Analytics, at its core, requires good mathematics skills and, with traditional analytics applications, good computer skills.

However, the US, where many multi-nationals are based, consistently ranks in the lower part of the OECD international rankings and is currently 34th in the PISA [out of 79 scored countries] (with an average numeracy score of 249, below the TOTAL OECD average of 263, with over 1/3 of its adult population at level 1! This means they can’t even do basic arithmetic and problem solving [or calculate a tip FFS, but that does explain why they believed their administration when they lied and said other countries pay the tariffs] — and that’s the average business employee in the US, since anyone with a level 2 on the OECD can likely fake it in a STEM career in the US.

As for THE PROPHET‘s reasons as to why Spend Analysis has consistently underperformed the hype:

  • While 3/4 of solutions have always been reporting in drag, I’ve been highlighting at least a dozen Best of Breed solutions consistently for the past decade. They have existed for the past 20 years, you just had to look (and understand what to look for. But this site did a great job of helping you with that!)
  • Yes, scale came at the cost of dumbing down the UX (for the US market in particular)!
  • Unfortunately there is no faster way to die as a Spend Analysis vendor then to get scooped up by a (mega) suite or a Big X Comsultancy.
  • Actually, the analytics and optimization is not powerful or complex enough in most solutions. Again, the problem is that the vendor didn’t add incremental levels of simplification (i.e. dumbing down) so each user could take advantage of it at their mathematical (in)competency level.

But the real reason, as hinted above, is that employees resisted these advanced spend analytics solutions because they knew they didn’t have the mathematical skills to use them. (Which the US Education System should be blamed for [and why it should be fixed, not dismantled], not the employees, unless those employees went to University and chose not to take math courses to try and make up for the failings of the public education system they were subjected to.)

As for THE PROPHET‘s signals that the times they are a changin’:

  1. Good + Cheap = Dangerous
    Faster? Check! Cheaper? Check! Smarter? Well … Ask Woody!
  2. Analytics is Merging with Execution
    This is key for adoption of analytics — do it when you need it and apply the findings right away.
  3. Intake, Orchestration and Agentic Tech
    I guess I have to say it again!
    𝐒𝐩𝐞𝐧𝐝 𝐎𝐫𝐜𝐡𝐞𝐬𝐭𝐫𝐚𝐭𝐢𝐨𝐧 𝐢𝐬 𝐂𝐥𝐮𝐞𝐥𝐞𝐬𝐬 𝐟𝐨𝐫 𝐭𝐡𝐞 𝐏𝐨𝐩𝐮𝐥𝐚𝐫 𝐊𝐢𝐝𝐬!
    When what we really need is a Revenge of the Nerds! (If the USA even has any left!)
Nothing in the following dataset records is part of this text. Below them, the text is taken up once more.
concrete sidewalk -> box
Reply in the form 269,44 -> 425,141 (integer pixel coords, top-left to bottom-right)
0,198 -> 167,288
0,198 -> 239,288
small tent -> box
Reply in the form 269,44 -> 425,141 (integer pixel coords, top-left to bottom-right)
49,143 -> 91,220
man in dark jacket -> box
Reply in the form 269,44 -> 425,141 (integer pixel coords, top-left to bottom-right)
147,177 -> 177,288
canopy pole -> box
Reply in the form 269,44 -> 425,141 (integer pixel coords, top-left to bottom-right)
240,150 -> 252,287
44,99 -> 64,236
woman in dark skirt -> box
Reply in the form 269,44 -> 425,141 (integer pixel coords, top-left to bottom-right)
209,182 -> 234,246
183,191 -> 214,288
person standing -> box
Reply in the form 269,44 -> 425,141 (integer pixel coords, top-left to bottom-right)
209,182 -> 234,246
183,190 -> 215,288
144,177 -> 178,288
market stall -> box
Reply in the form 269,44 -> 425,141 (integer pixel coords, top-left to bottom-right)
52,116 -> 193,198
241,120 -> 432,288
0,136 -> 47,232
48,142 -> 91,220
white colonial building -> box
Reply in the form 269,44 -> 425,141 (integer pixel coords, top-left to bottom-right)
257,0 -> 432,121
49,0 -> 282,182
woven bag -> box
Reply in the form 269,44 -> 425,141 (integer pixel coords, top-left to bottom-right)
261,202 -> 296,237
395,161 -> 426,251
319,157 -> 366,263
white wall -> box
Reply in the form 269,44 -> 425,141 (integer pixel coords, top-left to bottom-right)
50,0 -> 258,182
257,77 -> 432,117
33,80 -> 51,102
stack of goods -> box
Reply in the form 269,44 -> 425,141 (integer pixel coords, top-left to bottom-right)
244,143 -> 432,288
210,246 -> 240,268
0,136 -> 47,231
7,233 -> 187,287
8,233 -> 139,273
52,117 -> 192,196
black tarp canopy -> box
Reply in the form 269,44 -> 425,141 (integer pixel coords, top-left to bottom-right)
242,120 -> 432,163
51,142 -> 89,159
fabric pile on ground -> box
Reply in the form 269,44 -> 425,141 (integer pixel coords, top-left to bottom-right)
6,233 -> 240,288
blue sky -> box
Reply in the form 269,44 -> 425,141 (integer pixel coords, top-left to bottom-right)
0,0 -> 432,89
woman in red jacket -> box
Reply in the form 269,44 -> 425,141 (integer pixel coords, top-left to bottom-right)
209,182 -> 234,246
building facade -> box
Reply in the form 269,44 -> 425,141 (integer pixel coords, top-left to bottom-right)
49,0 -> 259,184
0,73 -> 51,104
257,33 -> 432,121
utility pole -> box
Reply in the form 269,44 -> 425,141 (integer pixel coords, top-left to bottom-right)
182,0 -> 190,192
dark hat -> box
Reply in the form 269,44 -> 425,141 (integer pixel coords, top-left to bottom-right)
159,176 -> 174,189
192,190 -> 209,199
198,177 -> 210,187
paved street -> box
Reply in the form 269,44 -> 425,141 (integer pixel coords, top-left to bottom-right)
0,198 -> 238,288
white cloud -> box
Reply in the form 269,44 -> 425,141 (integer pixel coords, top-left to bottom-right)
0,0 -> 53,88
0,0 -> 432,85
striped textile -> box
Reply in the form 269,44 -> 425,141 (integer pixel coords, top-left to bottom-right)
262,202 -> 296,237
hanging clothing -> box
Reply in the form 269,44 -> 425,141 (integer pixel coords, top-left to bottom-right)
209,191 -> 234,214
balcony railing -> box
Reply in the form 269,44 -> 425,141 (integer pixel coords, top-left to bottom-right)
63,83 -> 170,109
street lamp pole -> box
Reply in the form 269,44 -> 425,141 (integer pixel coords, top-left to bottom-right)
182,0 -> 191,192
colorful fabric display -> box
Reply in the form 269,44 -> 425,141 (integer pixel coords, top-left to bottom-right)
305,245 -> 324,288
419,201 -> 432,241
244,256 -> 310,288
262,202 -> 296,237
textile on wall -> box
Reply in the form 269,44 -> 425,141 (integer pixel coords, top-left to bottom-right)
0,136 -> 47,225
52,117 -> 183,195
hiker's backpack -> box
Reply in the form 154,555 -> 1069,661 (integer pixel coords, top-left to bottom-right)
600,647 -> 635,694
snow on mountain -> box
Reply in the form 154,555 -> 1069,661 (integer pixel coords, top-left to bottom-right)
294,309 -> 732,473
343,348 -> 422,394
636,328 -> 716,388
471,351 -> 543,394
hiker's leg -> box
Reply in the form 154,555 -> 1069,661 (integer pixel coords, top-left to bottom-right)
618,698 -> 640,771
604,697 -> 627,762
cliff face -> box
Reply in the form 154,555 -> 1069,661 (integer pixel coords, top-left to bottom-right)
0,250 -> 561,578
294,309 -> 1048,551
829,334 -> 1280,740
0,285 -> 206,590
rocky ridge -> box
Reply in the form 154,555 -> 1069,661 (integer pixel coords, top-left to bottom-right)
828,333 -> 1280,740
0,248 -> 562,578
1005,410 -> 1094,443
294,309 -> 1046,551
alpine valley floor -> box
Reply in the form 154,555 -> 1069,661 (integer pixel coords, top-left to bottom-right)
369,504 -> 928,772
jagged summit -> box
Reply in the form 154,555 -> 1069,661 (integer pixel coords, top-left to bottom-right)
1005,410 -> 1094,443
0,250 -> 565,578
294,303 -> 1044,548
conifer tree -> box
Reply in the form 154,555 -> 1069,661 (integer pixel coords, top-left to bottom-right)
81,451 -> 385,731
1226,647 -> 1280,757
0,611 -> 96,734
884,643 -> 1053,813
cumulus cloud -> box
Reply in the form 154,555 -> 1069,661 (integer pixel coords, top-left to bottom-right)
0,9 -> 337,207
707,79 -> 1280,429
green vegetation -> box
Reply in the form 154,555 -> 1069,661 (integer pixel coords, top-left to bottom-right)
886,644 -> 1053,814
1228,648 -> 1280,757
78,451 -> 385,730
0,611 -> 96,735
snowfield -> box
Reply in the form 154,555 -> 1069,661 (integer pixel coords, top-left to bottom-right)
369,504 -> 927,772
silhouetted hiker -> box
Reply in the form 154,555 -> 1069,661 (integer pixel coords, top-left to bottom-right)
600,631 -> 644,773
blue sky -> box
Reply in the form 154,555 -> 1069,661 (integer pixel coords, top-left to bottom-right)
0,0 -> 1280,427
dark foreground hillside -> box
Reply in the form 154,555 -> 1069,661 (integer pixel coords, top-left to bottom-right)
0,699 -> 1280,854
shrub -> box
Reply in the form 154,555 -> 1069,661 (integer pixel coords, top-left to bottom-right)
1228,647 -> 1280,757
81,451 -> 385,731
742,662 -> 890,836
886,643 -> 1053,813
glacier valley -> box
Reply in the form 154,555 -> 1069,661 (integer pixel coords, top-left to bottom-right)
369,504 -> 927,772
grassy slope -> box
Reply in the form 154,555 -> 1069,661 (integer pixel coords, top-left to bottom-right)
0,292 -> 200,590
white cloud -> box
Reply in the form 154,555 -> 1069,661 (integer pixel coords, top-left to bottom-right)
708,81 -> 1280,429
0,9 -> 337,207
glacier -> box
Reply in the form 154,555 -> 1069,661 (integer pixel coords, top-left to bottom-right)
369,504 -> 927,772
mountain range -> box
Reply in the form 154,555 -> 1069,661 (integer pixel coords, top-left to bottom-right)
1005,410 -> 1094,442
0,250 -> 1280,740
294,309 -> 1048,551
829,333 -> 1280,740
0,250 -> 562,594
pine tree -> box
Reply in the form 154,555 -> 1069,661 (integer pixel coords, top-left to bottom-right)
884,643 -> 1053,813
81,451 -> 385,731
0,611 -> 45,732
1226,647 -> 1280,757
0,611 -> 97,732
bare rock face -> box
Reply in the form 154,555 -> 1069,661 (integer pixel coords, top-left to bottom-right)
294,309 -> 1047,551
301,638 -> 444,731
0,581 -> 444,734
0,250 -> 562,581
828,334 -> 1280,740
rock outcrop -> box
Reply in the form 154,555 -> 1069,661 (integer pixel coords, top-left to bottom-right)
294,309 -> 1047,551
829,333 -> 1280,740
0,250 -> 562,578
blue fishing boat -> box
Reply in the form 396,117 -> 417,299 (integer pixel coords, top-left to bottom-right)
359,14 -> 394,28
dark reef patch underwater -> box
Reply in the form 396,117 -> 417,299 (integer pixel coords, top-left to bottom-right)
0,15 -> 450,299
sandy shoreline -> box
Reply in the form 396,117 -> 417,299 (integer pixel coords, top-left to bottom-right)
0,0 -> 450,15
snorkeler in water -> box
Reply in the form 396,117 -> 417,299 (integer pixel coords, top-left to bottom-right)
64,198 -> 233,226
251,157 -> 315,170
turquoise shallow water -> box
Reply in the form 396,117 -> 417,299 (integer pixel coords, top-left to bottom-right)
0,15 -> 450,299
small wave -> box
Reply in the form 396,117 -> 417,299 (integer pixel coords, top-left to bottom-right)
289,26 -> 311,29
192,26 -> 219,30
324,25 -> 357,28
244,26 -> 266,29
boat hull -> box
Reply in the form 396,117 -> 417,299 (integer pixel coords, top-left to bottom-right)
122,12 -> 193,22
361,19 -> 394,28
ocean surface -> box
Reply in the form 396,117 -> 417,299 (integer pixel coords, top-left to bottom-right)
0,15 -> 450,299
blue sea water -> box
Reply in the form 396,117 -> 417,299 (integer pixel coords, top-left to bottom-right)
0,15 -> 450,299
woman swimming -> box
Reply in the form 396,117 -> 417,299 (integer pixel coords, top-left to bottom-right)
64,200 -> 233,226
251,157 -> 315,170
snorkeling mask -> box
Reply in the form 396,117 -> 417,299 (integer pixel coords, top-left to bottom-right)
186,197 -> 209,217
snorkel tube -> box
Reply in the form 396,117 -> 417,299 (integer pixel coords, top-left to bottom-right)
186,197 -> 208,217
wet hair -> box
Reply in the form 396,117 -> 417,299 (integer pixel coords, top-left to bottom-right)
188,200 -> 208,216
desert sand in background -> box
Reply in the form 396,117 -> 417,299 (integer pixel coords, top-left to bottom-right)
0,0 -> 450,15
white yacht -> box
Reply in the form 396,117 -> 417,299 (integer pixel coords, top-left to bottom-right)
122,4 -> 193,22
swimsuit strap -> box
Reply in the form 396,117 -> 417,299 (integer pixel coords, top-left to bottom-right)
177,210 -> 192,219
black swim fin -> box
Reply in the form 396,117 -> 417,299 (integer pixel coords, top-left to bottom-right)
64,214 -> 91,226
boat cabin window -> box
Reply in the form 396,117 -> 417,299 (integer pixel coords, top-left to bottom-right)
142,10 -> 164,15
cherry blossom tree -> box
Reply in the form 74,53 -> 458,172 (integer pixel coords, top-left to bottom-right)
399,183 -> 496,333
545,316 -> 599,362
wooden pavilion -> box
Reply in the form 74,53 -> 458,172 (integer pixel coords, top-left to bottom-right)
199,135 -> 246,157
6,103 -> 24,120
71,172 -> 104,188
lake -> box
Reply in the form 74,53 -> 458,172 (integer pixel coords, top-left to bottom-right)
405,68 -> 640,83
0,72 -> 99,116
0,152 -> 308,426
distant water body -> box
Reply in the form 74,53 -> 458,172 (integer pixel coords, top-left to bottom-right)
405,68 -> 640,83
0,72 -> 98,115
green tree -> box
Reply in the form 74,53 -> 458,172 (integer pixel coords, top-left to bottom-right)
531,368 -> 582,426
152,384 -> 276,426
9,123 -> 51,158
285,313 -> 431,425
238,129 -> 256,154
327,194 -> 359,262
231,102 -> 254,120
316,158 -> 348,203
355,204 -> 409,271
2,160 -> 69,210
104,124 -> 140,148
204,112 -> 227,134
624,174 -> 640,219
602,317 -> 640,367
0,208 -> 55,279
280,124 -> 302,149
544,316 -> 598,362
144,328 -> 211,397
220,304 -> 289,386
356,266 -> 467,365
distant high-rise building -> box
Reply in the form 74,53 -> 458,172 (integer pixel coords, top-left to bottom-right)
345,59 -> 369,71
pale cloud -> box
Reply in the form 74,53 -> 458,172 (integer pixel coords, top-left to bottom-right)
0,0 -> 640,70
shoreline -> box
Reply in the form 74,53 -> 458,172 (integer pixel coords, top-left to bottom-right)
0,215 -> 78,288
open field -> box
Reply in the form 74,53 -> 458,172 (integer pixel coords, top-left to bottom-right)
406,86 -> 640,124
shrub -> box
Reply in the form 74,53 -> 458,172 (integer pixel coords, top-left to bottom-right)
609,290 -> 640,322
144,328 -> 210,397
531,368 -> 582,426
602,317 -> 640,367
However, the real reason that we may finally be entering a new era in analytics is the following:

4. Most companies are trying to stave off bankruptcies as a result of US trade, market, etc. decisions that have already bankrupted many SMEs and they now realize that analytics is a key part of that solution. You can’t optimize spend you don’t understand, or understand the impact of a sudden 145% increase in tariffs if you don’t understand how much you are sourcing from the country in question.